Liebe Schwestern und Brüder im Herrn! Wir ehren Papst Benedikt und danken ihm am besten dadurch, dass wir seinen Aufruf befolgen, weiterhin für ihn zu beten und uns von ihm auch immer wieder neu einführen zu lassen in die Mysterien des Glaubens. Wir ehren ihn und danken ihm, wenn wir für ihn, aber auch für die ganze Kirche, insbesondere jetzt für die Kardinäle beten, die sich in 14 Tagen daran machen werden, herauszufinden, wen Gott der Herr als Nachfolger des Petrus vorgesehen hat. Wir ehren ihn und danken ihm, wenn wir seinen Nachfolger, den die Kardinäle bald wählen werden, als den universalen Hirten der Kirche annehmen und uns durch ihn und sein Zeugnis vom Herrn der Kirche selbst leiten lassen. Am Ende dieser meiner Predigt aber soll ein Wort von Papst Benedikt selbst stehen. Im Jahr 1991 hat er noch als Kardinal Ratzinger in einem Vortrag in brillanter Weise die Grundzüge des Petrusamtes und des Primats des Bischofs von Rom aufgezeigt.
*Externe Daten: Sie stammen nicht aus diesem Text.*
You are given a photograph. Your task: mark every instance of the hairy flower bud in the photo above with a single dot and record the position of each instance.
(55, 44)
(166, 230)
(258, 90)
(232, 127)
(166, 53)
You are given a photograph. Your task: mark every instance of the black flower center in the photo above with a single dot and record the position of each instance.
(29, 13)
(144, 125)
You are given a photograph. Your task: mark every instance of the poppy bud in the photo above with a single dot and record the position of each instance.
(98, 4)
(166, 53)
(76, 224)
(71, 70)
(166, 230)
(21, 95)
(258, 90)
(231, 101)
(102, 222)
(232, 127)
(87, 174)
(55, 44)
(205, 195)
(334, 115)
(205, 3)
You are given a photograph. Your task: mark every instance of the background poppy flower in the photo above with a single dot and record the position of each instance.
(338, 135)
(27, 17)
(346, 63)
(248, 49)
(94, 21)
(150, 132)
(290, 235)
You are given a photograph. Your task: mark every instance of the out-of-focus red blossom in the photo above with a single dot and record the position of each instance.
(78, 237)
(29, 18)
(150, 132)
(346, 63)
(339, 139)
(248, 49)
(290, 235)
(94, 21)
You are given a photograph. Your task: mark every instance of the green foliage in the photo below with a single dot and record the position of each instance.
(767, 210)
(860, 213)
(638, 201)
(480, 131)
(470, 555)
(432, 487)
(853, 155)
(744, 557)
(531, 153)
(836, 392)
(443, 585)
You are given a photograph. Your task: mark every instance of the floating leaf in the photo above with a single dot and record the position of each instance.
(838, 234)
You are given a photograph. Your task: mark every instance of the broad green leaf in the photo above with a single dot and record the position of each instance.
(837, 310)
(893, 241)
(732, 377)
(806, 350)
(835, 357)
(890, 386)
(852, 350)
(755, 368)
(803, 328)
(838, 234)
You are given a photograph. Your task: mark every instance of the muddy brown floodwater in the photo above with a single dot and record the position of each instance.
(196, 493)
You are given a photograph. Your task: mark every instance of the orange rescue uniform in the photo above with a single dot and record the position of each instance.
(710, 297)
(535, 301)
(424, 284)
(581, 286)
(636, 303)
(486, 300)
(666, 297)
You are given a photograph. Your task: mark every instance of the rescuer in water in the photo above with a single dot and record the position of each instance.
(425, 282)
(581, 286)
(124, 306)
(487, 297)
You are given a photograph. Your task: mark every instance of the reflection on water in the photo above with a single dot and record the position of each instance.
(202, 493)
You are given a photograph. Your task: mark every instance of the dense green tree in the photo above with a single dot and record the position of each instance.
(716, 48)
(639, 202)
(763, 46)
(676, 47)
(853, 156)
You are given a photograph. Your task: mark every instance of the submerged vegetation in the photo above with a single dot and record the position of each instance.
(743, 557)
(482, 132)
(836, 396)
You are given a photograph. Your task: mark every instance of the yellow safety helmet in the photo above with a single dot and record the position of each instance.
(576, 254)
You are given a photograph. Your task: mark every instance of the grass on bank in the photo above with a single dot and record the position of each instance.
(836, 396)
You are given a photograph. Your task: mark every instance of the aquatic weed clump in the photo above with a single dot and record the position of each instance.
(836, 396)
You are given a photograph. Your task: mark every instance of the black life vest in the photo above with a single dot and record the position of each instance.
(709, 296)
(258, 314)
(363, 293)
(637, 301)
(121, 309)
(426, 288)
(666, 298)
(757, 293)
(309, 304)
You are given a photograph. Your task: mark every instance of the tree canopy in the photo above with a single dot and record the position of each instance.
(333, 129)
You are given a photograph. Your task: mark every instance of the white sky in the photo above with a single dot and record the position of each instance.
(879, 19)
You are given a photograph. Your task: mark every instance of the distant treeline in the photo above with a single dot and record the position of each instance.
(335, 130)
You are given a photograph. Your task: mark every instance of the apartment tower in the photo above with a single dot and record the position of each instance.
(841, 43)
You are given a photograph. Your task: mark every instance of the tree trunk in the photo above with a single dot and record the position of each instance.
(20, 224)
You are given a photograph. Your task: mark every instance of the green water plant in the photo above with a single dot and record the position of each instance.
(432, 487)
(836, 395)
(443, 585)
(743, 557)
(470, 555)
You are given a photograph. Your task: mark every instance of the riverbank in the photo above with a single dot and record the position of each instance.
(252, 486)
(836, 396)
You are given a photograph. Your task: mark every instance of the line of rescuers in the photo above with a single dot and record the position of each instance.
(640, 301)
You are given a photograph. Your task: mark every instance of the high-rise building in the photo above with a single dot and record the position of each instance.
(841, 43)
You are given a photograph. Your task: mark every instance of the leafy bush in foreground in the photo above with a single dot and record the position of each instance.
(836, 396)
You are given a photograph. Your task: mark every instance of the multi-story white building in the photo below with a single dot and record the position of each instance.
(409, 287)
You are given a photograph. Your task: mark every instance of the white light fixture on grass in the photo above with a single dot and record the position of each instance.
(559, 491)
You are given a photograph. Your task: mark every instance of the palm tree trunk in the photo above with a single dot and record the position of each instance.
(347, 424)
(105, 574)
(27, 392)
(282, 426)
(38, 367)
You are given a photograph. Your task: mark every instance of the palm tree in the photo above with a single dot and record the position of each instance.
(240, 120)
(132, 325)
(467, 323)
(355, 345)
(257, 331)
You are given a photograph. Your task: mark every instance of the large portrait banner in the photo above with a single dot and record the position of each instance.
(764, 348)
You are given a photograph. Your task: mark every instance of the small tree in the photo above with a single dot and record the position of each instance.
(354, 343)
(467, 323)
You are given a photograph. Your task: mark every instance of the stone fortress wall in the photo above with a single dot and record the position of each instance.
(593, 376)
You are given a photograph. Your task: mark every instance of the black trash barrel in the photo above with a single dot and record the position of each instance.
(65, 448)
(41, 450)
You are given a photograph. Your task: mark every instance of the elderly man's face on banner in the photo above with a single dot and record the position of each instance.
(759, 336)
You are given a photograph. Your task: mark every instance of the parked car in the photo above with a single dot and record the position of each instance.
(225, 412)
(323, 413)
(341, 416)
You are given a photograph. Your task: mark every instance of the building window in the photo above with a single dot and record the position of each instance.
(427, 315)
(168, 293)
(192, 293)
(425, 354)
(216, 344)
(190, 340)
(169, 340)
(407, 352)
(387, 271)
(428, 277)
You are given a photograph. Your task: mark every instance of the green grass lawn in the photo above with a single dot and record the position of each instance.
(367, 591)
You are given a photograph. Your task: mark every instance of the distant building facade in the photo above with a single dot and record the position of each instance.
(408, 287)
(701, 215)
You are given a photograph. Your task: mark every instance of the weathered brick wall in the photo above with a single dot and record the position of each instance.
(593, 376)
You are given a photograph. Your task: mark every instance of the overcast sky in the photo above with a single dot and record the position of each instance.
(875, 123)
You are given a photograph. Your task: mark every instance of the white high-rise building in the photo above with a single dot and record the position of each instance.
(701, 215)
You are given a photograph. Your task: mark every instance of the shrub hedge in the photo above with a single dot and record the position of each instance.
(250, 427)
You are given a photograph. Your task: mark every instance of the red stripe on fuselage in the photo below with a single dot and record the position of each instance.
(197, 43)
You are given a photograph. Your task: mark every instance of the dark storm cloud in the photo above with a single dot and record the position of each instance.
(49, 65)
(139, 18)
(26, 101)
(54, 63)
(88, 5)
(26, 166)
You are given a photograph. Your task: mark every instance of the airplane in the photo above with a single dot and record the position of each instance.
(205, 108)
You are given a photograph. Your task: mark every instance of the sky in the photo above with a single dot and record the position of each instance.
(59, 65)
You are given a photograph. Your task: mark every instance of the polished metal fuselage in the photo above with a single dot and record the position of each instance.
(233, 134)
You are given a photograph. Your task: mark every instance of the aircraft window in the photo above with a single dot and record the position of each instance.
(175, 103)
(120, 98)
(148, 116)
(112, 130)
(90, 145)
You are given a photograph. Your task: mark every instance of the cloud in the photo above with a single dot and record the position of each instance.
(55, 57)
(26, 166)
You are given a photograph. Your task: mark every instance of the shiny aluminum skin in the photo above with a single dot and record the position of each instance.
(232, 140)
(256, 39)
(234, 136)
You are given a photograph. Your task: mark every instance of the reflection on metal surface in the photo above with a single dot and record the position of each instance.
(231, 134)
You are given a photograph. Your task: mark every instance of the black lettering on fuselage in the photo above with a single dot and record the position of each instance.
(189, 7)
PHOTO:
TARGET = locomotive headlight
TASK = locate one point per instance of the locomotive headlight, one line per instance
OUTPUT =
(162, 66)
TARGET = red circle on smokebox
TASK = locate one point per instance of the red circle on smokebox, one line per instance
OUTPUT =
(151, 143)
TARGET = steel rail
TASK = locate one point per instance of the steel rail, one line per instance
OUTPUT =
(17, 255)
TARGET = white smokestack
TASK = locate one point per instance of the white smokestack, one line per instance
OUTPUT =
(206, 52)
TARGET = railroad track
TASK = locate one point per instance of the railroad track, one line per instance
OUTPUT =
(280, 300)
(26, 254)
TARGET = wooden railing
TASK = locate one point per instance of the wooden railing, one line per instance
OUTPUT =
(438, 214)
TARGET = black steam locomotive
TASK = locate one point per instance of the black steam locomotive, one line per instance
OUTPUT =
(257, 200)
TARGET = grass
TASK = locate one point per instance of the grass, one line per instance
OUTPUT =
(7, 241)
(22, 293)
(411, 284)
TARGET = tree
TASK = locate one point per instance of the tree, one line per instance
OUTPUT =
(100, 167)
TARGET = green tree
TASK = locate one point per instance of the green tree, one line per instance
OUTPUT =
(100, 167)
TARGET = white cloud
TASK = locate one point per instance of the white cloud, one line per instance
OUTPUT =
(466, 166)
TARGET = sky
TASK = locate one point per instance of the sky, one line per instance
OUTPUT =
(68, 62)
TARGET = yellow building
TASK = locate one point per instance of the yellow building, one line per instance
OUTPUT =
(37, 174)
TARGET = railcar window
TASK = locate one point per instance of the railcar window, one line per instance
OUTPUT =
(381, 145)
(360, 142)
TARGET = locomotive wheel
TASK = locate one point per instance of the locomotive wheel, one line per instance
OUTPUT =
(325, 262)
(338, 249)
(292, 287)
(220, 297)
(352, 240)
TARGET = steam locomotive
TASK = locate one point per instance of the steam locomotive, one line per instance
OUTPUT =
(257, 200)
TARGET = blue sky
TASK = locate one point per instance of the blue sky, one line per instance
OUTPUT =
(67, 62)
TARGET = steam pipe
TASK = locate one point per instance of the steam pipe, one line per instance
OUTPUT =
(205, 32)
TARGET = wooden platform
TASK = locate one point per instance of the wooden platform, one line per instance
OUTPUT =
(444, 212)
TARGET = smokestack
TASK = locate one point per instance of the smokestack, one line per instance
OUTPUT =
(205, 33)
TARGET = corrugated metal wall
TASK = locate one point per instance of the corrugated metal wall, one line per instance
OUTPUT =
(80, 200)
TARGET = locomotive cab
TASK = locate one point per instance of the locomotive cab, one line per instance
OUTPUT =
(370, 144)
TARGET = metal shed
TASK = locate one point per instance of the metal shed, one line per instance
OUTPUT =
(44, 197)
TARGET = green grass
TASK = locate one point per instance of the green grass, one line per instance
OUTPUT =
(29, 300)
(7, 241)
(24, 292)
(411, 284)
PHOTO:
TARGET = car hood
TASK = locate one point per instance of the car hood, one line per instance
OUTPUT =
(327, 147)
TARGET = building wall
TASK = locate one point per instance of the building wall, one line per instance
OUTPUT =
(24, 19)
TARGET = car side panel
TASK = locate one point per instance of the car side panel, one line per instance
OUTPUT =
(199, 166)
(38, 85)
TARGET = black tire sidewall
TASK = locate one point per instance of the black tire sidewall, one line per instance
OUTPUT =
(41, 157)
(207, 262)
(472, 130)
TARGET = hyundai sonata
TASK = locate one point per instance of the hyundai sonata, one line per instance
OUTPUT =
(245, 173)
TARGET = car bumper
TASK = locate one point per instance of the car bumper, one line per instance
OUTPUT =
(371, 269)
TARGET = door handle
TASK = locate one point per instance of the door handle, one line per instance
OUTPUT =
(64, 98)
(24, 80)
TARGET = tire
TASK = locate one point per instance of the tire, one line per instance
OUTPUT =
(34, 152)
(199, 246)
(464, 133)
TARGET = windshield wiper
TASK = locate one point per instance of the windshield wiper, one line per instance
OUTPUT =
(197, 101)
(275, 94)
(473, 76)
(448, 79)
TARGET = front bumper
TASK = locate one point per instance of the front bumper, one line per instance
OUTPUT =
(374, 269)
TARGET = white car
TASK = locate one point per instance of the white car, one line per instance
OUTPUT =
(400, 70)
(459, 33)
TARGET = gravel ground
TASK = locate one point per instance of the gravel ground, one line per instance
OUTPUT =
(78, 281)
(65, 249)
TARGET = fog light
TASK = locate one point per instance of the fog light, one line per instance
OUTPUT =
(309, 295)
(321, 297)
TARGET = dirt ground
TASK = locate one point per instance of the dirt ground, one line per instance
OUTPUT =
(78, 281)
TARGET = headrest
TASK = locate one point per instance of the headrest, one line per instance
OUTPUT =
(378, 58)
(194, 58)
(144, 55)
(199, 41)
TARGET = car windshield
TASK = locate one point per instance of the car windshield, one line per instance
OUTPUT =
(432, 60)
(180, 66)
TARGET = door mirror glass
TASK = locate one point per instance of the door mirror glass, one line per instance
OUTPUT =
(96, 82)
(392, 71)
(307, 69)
Dort heißt es abschließend, ich zitiere ihn: „Der römische Primat ist nicht eine Erfindung der Päpste, sondern ein auf den Herrn selbst zurückreichendes und in der werdenden Kirche getreulich entfaltetes Wesenselement der kirchlichen Einheit. […] Indem wir dies in den Fakten der Geschichte sehen, feiern wir nicht Menschen, sondern preisen wir den Herrn, der die Kirche nicht verlässt und der sein Felssein durch Petrus, den kleinen Stolperstein, ausüben wollte: Nicht ‚Fleisch und Blut‘ retten, aber der Herr rettet durch die, die aus Fleisch und Blut sind, hindurch. [Das zu leugnen ist nicht ein Mehr an Glaube, nicht ein Mehr an Demut, sondern es ist das Zurückweichen vor der Demut, die Gottes Willen so anerkennt, wie er ist.] Daher bleibt die Petrusverheißung und ihre geschichtliche Verwirklichung zu Rom im tiefsten immer neu Grund zur Freude: „[Du bist Petrus der Fels, und auf diesen Felsen werde ich meine Kirche bauen. Und] die Mächte der Hölle werden sie nicht überwältigen …“ (Joseph Ratzinger, Primat Petri und Einheit der Kirche, in: JRGS 8,610-628, hier 626.628). Amen.